Phygital pazarlamaya örnek vermek gerekirse, beymen.com’da kampanyada bir ayakkabı beğeniyorsunuz. Biraz pahalı da bir ayakkabı ve aldığınız zaman ayağınıza tam olup olmayacağını ya da nasıl duracağını merak ediyorsunuz. O zaman fiziksel Beymen mağazasına giderek ayakkabıyı deniyorsunuz ve ondan sonra siparişinizi verebiliyorsunuz. Aslında bu örnek en ilkel versiyonu. Ama daha derindeki phygital kavramı çok daha kapsamlı. Tam olarak içinde yaşadığımız fiziksel mağazacılığın ve marka deneyimine dijital olarak dahil olmamızdan geçiyor.
İnsan deneyimini dijitale yansıtıyor
Bunun ilk uygulamalarından bir tanesi Londra’nın anıtlarından biri haline gelen “London Eye” dönme dolabının 2012 Olimpiyatları’nda halkın tepkilerini Twitter üzerinden sentezleyerek rengini değiştirmesi. Aslında kavramın ana mesajı, insanları markanın fikrine entegre edebiliyor olması, ellerindeki dijital araçları istekleri, duyguları ve deneyimleri yansıtmak için kullanabiliyor olması. Örneğin ödüllü işlerden bir tanesi Brezilya’da bir moda markasının askılara Facebook like’larını gösteren bir mekanizma ekleyerek en çok beğenilen ürünlerine göre diziyor olması. Çok geniş bir kavram phygital. QR kod okuyucuları, elektronik posta ile gönderilen kodlar, aplikasyon üstünden restoran içi indirimler, sosyal medya kampanyaları ile kazanılan hediye çekleri ve daha nicesi…

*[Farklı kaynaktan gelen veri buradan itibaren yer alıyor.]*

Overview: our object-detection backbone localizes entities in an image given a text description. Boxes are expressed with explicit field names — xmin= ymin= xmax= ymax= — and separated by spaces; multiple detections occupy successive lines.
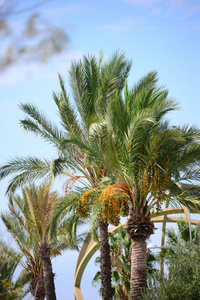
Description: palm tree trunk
xmin=29 ymin=275 xmax=45 ymax=300
xmin=38 ymin=243 xmax=56 ymax=300
xmin=130 ymin=238 xmax=147 ymax=300
xmin=98 ymin=220 xmax=112 ymax=300
xmin=124 ymin=206 xmax=155 ymax=300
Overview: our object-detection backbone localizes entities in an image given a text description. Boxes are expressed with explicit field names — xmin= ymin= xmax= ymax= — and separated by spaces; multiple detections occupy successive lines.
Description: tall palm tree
xmin=0 ymin=53 xmax=131 ymax=299
xmin=99 ymin=86 xmax=200 ymax=300
xmin=1 ymin=183 xmax=81 ymax=300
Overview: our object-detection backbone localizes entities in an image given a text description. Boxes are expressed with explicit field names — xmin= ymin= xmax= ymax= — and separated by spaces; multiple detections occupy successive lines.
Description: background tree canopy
xmin=0 ymin=0 xmax=68 ymax=72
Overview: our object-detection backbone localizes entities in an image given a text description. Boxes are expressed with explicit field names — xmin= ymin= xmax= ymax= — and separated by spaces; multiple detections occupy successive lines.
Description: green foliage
xmin=0 ymin=241 xmax=31 ymax=300
xmin=141 ymin=244 xmax=200 ymax=300
xmin=0 ymin=0 xmax=68 ymax=72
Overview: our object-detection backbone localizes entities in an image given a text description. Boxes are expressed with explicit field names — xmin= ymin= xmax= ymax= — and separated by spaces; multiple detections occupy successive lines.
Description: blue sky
xmin=0 ymin=0 xmax=200 ymax=300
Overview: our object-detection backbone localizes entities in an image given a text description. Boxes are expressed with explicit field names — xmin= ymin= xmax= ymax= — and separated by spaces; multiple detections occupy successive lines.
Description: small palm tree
xmin=0 ymin=241 xmax=31 ymax=300
xmin=1 ymin=183 xmax=80 ymax=300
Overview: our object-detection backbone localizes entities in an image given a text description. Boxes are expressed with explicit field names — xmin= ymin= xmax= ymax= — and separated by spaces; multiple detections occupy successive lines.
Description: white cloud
xmin=43 ymin=4 xmax=91 ymax=17
xmin=121 ymin=0 xmax=200 ymax=19
xmin=98 ymin=18 xmax=145 ymax=34
xmin=0 ymin=50 xmax=83 ymax=87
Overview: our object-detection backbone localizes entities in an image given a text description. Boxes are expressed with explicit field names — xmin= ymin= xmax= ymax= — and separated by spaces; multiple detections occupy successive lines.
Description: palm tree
xmin=1 ymin=183 xmax=81 ymax=300
xmin=0 ymin=240 xmax=30 ymax=300
xmin=100 ymin=86 xmax=200 ymax=300
xmin=92 ymin=226 xmax=156 ymax=300
xmin=0 ymin=53 xmax=131 ymax=299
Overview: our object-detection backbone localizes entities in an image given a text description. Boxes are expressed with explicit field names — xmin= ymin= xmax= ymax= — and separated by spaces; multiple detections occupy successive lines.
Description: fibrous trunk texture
xmin=98 ymin=220 xmax=112 ymax=300
xmin=38 ymin=242 xmax=56 ymax=300
xmin=124 ymin=207 xmax=155 ymax=300
xmin=29 ymin=275 xmax=45 ymax=300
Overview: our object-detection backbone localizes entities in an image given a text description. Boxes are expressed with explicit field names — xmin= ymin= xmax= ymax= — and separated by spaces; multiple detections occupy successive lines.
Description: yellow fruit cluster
xmin=76 ymin=185 xmax=129 ymax=226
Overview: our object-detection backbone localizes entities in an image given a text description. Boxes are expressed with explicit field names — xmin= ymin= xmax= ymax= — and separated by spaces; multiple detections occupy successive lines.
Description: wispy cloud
xmin=98 ymin=18 xmax=145 ymax=34
xmin=43 ymin=3 xmax=91 ymax=17
xmin=121 ymin=0 xmax=200 ymax=19
xmin=0 ymin=50 xmax=83 ymax=87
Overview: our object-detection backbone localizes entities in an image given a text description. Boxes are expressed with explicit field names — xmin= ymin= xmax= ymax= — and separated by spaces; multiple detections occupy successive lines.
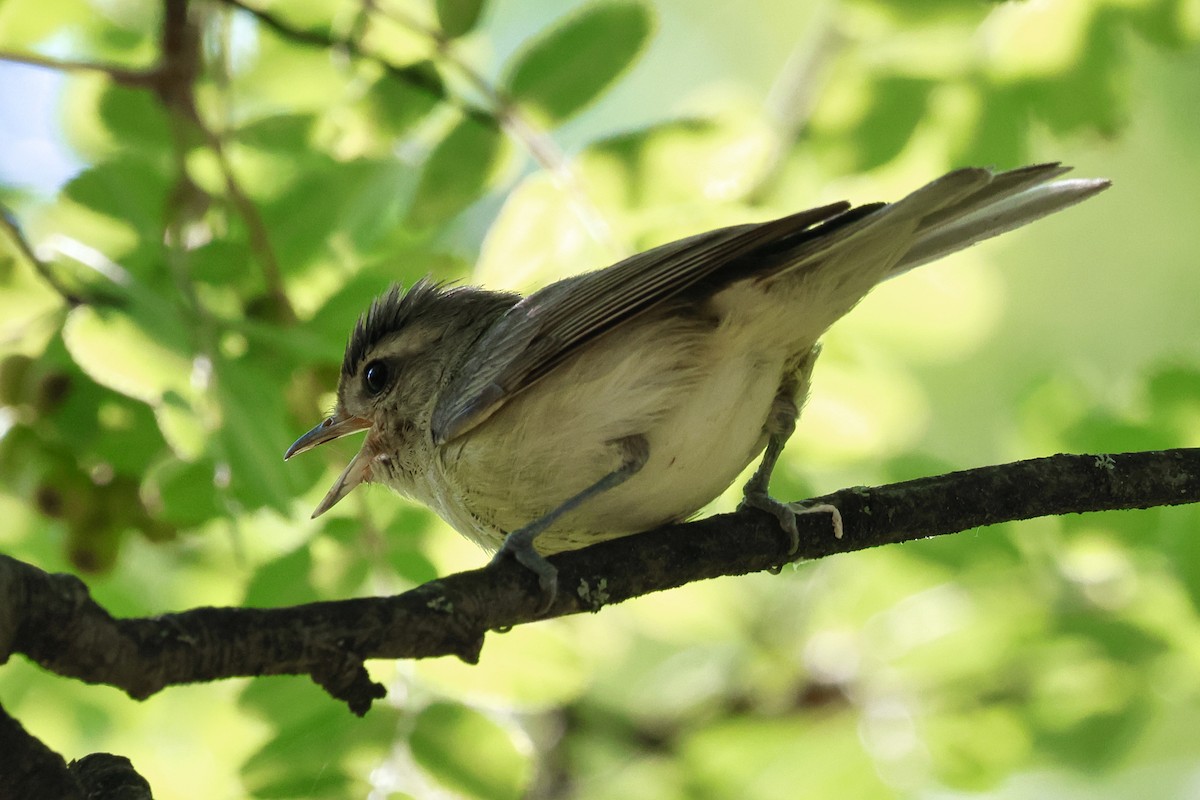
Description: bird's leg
xmin=738 ymin=369 xmax=842 ymax=555
xmin=492 ymin=434 xmax=650 ymax=613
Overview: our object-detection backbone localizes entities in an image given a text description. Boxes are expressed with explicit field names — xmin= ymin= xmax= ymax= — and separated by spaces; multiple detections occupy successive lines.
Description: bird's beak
xmin=283 ymin=413 xmax=374 ymax=519
xmin=283 ymin=413 xmax=371 ymax=461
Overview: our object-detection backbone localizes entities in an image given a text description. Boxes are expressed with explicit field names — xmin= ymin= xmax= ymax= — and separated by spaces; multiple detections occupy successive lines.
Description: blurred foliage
xmin=0 ymin=0 xmax=1200 ymax=799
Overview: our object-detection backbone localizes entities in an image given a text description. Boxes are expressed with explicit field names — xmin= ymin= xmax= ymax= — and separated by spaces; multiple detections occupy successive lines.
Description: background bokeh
xmin=0 ymin=0 xmax=1200 ymax=800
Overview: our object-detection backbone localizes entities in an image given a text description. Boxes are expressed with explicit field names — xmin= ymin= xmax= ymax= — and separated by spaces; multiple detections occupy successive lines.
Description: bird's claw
xmin=738 ymin=492 xmax=845 ymax=557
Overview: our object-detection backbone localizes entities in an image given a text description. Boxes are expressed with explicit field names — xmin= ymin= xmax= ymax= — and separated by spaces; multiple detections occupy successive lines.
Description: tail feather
xmin=890 ymin=163 xmax=1110 ymax=276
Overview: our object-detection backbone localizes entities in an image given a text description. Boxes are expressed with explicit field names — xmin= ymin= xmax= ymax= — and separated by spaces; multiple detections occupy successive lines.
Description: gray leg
xmin=738 ymin=348 xmax=842 ymax=555
xmin=492 ymin=435 xmax=650 ymax=613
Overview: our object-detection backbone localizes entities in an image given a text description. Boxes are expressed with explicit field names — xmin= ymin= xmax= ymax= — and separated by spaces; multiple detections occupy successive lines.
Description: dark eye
xmin=362 ymin=361 xmax=391 ymax=395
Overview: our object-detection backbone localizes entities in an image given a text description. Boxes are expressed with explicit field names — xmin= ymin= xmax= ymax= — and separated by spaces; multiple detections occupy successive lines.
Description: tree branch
xmin=0 ymin=203 xmax=83 ymax=308
xmin=0 ymin=449 xmax=1200 ymax=714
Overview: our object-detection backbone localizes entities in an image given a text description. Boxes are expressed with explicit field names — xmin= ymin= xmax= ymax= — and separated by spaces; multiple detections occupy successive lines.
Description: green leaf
xmin=408 ymin=116 xmax=503 ymax=228
xmin=62 ymin=306 xmax=192 ymax=405
xmin=503 ymin=0 xmax=654 ymax=125
xmin=216 ymin=359 xmax=320 ymax=513
xmin=437 ymin=0 xmax=484 ymax=38
xmin=142 ymin=458 xmax=223 ymax=528
xmin=409 ymin=703 xmax=529 ymax=800
xmin=241 ymin=700 xmax=396 ymax=800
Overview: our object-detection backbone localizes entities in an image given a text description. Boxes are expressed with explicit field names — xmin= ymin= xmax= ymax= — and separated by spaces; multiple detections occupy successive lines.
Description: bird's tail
xmin=886 ymin=163 xmax=1110 ymax=276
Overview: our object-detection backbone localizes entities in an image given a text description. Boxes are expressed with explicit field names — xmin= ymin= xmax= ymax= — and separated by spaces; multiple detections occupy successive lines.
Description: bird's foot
xmin=738 ymin=492 xmax=844 ymax=555
xmin=492 ymin=524 xmax=558 ymax=616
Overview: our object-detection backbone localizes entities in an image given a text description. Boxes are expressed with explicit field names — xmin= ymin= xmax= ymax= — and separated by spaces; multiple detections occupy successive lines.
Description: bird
xmin=284 ymin=162 xmax=1110 ymax=609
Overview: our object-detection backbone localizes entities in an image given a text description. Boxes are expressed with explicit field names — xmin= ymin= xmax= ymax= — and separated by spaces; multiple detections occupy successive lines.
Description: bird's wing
xmin=433 ymin=163 xmax=1108 ymax=443
xmin=432 ymin=196 xmax=854 ymax=443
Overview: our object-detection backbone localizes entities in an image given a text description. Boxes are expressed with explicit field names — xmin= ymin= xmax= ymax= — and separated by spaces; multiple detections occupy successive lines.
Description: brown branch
xmin=0 ymin=708 xmax=86 ymax=800
xmin=155 ymin=0 xmax=295 ymax=323
xmin=0 ymin=203 xmax=84 ymax=308
xmin=0 ymin=449 xmax=1200 ymax=714
xmin=0 ymin=708 xmax=150 ymax=800
xmin=0 ymin=50 xmax=158 ymax=89
xmin=220 ymin=0 xmax=482 ymax=127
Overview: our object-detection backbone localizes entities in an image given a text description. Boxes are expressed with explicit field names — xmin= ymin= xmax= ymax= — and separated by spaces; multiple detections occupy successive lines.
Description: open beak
xmin=283 ymin=413 xmax=374 ymax=519
xmin=283 ymin=413 xmax=371 ymax=461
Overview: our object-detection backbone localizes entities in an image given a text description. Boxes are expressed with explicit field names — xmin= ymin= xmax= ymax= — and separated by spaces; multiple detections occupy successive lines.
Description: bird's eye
xmin=362 ymin=361 xmax=391 ymax=395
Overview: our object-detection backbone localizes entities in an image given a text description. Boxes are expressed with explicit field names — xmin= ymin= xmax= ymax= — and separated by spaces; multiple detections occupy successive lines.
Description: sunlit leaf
xmin=436 ymin=0 xmax=484 ymax=38
xmin=503 ymin=0 xmax=654 ymax=125
xmin=409 ymin=703 xmax=529 ymax=800
xmin=408 ymin=116 xmax=503 ymax=228
xmin=62 ymin=306 xmax=192 ymax=404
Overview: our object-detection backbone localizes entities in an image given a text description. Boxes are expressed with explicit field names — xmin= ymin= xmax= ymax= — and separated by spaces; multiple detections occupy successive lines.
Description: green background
xmin=0 ymin=0 xmax=1200 ymax=800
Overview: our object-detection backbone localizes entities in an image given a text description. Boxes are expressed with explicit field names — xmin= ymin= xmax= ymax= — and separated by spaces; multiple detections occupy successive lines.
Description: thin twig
xmin=212 ymin=0 xmax=468 ymax=120
xmin=0 ymin=203 xmax=84 ymax=308
xmin=0 ymin=50 xmax=158 ymax=89
xmin=157 ymin=0 xmax=295 ymax=321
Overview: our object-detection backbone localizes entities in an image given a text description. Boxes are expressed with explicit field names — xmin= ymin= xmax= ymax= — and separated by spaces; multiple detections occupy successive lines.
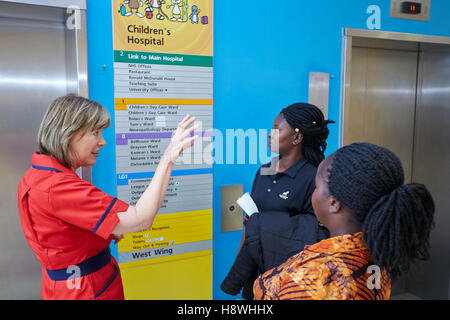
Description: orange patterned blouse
xmin=253 ymin=232 xmax=391 ymax=300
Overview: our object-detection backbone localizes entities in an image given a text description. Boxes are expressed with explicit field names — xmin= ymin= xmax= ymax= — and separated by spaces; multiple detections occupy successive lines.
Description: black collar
xmin=275 ymin=156 xmax=308 ymax=179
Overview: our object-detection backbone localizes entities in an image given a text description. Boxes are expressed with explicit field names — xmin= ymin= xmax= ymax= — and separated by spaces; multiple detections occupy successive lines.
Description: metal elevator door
xmin=342 ymin=31 xmax=450 ymax=299
xmin=0 ymin=1 xmax=87 ymax=299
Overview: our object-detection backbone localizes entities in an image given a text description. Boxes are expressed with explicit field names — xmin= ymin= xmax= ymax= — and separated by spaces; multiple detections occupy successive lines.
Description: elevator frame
xmin=338 ymin=28 xmax=450 ymax=300
xmin=0 ymin=0 xmax=92 ymax=182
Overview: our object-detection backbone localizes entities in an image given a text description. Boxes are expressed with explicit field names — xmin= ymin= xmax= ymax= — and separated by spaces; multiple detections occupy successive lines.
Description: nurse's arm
xmin=112 ymin=116 xmax=198 ymax=235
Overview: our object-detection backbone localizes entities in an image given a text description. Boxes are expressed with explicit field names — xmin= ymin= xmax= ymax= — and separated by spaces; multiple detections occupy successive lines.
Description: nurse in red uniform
xmin=18 ymin=95 xmax=197 ymax=300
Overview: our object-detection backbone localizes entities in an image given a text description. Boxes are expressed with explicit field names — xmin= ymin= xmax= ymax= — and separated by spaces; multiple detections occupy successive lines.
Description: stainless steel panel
xmin=220 ymin=184 xmax=244 ymax=232
xmin=344 ymin=28 xmax=450 ymax=44
xmin=343 ymin=47 xmax=417 ymax=181
xmin=0 ymin=0 xmax=86 ymax=10
xmin=0 ymin=1 xmax=87 ymax=299
xmin=341 ymin=29 xmax=450 ymax=299
xmin=408 ymin=45 xmax=450 ymax=299
xmin=308 ymin=72 xmax=330 ymax=119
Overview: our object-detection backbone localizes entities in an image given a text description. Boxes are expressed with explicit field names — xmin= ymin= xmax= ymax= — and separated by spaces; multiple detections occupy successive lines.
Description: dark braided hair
xmin=281 ymin=103 xmax=334 ymax=167
xmin=327 ymin=143 xmax=434 ymax=279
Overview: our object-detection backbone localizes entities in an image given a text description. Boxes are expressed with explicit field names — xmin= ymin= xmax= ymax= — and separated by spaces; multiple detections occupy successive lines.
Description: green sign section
xmin=114 ymin=50 xmax=213 ymax=67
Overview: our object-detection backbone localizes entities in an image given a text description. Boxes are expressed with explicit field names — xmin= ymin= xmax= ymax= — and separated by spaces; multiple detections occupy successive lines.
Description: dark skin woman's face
xmin=269 ymin=113 xmax=301 ymax=155
xmin=311 ymin=155 xmax=362 ymax=237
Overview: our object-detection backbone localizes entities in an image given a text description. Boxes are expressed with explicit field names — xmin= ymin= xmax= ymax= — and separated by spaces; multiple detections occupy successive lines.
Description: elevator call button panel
xmin=390 ymin=0 xmax=431 ymax=21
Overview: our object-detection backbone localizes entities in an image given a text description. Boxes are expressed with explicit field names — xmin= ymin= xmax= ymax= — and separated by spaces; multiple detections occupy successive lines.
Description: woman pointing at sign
xmin=18 ymin=95 xmax=197 ymax=299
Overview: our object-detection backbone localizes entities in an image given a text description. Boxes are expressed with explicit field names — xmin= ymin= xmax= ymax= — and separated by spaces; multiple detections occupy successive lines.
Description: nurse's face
xmin=70 ymin=130 xmax=106 ymax=170
xmin=269 ymin=113 xmax=295 ymax=155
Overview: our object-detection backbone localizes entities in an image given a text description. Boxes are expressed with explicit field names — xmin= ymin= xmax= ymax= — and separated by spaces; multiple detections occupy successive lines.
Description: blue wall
xmin=87 ymin=0 xmax=450 ymax=299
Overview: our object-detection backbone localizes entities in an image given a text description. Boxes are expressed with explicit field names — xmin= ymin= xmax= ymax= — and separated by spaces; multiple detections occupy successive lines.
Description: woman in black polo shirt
xmin=221 ymin=103 xmax=334 ymax=299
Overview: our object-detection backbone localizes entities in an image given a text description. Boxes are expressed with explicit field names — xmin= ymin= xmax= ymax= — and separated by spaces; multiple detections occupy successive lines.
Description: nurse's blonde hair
xmin=37 ymin=94 xmax=111 ymax=168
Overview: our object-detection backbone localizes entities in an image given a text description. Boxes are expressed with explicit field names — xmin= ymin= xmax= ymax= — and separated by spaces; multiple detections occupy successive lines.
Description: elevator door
xmin=343 ymin=39 xmax=418 ymax=182
xmin=0 ymin=1 xmax=87 ymax=299
xmin=342 ymin=30 xmax=450 ymax=299
xmin=406 ymin=44 xmax=450 ymax=299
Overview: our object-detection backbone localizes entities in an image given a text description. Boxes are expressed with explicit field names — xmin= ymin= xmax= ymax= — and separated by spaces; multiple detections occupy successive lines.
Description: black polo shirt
xmin=251 ymin=157 xmax=317 ymax=220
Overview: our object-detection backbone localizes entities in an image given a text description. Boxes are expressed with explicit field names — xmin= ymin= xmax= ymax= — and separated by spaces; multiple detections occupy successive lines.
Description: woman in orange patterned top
xmin=253 ymin=143 xmax=434 ymax=300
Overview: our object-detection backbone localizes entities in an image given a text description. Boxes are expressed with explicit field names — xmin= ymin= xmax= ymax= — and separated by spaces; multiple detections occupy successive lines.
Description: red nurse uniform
xmin=18 ymin=152 xmax=129 ymax=300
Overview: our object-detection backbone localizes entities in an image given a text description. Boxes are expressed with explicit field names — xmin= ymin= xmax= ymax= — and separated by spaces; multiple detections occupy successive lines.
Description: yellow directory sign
xmin=113 ymin=0 xmax=213 ymax=299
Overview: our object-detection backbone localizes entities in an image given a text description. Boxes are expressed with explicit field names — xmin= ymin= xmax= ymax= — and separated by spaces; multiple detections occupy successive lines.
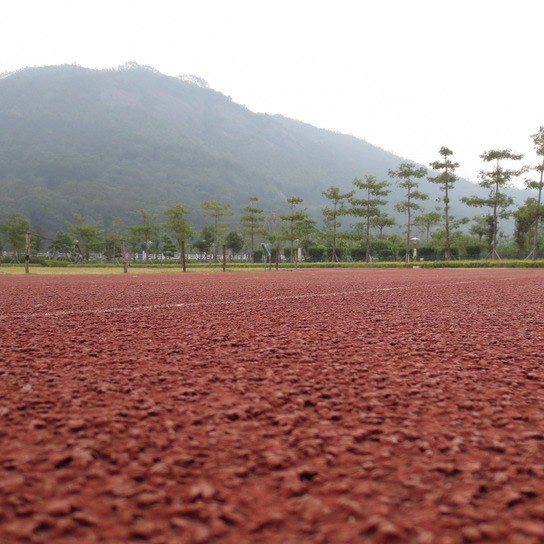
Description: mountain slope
xmin=0 ymin=64 xmax=524 ymax=233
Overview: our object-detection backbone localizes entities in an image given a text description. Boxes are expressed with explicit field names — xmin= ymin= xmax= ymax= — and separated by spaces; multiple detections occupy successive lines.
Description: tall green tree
xmin=414 ymin=212 xmax=440 ymax=243
xmin=389 ymin=162 xmax=429 ymax=262
xmin=49 ymin=230 xmax=75 ymax=259
xmin=427 ymin=146 xmax=459 ymax=261
xmin=469 ymin=214 xmax=493 ymax=247
xmin=129 ymin=208 xmax=161 ymax=260
xmin=104 ymin=216 xmax=127 ymax=261
xmin=514 ymin=197 xmax=542 ymax=253
xmin=280 ymin=196 xmax=308 ymax=262
xmin=0 ymin=211 xmax=30 ymax=261
xmin=461 ymin=149 xmax=526 ymax=259
xmin=225 ymin=231 xmax=244 ymax=255
xmin=525 ymin=126 xmax=544 ymax=259
xmin=68 ymin=213 xmax=104 ymax=261
xmin=370 ymin=213 xmax=397 ymax=238
xmin=163 ymin=202 xmax=193 ymax=262
xmin=349 ymin=175 xmax=391 ymax=263
xmin=240 ymin=196 xmax=264 ymax=261
xmin=202 ymin=200 xmax=233 ymax=258
xmin=322 ymin=185 xmax=355 ymax=262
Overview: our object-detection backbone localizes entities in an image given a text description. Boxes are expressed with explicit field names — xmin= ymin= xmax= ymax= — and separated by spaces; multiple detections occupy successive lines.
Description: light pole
xmin=410 ymin=236 xmax=419 ymax=261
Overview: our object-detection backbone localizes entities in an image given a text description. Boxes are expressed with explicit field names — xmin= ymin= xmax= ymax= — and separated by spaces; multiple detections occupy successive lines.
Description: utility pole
xmin=121 ymin=240 xmax=128 ymax=274
xmin=25 ymin=230 xmax=30 ymax=274
xmin=179 ymin=240 xmax=187 ymax=272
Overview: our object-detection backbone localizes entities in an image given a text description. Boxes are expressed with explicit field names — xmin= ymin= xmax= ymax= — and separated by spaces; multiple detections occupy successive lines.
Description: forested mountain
xmin=0 ymin=63 xmax=523 ymax=233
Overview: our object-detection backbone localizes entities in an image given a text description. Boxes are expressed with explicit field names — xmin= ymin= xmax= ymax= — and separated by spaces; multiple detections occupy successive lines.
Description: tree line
xmin=0 ymin=134 xmax=544 ymax=262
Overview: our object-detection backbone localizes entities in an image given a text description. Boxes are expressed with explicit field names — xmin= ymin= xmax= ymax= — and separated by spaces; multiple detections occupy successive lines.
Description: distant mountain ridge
xmin=0 ymin=63 xmax=523 ymax=233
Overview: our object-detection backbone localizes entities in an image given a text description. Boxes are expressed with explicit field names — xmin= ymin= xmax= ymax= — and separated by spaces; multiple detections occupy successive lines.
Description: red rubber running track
xmin=0 ymin=269 xmax=544 ymax=544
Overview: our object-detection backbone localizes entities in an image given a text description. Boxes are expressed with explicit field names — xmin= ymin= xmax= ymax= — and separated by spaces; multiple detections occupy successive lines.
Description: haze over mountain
xmin=0 ymin=63 xmax=524 ymax=233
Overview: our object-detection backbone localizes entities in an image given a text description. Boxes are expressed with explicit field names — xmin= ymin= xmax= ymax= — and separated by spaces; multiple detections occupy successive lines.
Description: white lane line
xmin=0 ymin=278 xmax=502 ymax=320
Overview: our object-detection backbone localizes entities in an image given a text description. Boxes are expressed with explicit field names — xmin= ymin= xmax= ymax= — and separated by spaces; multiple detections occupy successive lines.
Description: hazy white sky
xmin=0 ymin=0 xmax=544 ymax=185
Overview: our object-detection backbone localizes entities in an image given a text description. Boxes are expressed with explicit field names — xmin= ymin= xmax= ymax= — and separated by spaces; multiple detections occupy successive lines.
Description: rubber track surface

Önemli olan nokta entegrasyonu sağlayabilmek.
Aralık ayında bu dünyanın ilk örneklerinden birine Özdilek Alışveriş Merkezi’nde yer verdik. Yeni teknolojilerden biri olan sosyal medya sayacını Özdilek’in kampanyaları ile birleştirdik. Yani 3 adet kabin koyarak 3 adet kampanya önerisi yarattık. Instagram üzerinden @ozdilekpark_ ist adresinden kampanya görsellerini paylaştık. Kampanya kabinlerinin üstüneyse yeni bir teknoloji olan sosyal medya sayaçlarını yerleştirdik. Instagram’da yapılan beğeni sayısını bir saat gibi anında gösteren kabinler ziyaretçilerin hem fiziken görebildiği hem kendi kampanyalarını seçebildiği hem de dijital bir entegrasyon oldu. Post başına ortalama 30 -50 beğeni alan hesap kampanya görsellerinde 300 -450 arasında beğeniye ulaştı. Şu an için özel bir proje olan bu girişim yakında hayatın her alanında karşımıza çıkmaya başlayacak. Bu sayaçlar mağazaların hepsinde, restoran girişlerinde, otel resepsiyonlarında ve vitrinlerde de olacak.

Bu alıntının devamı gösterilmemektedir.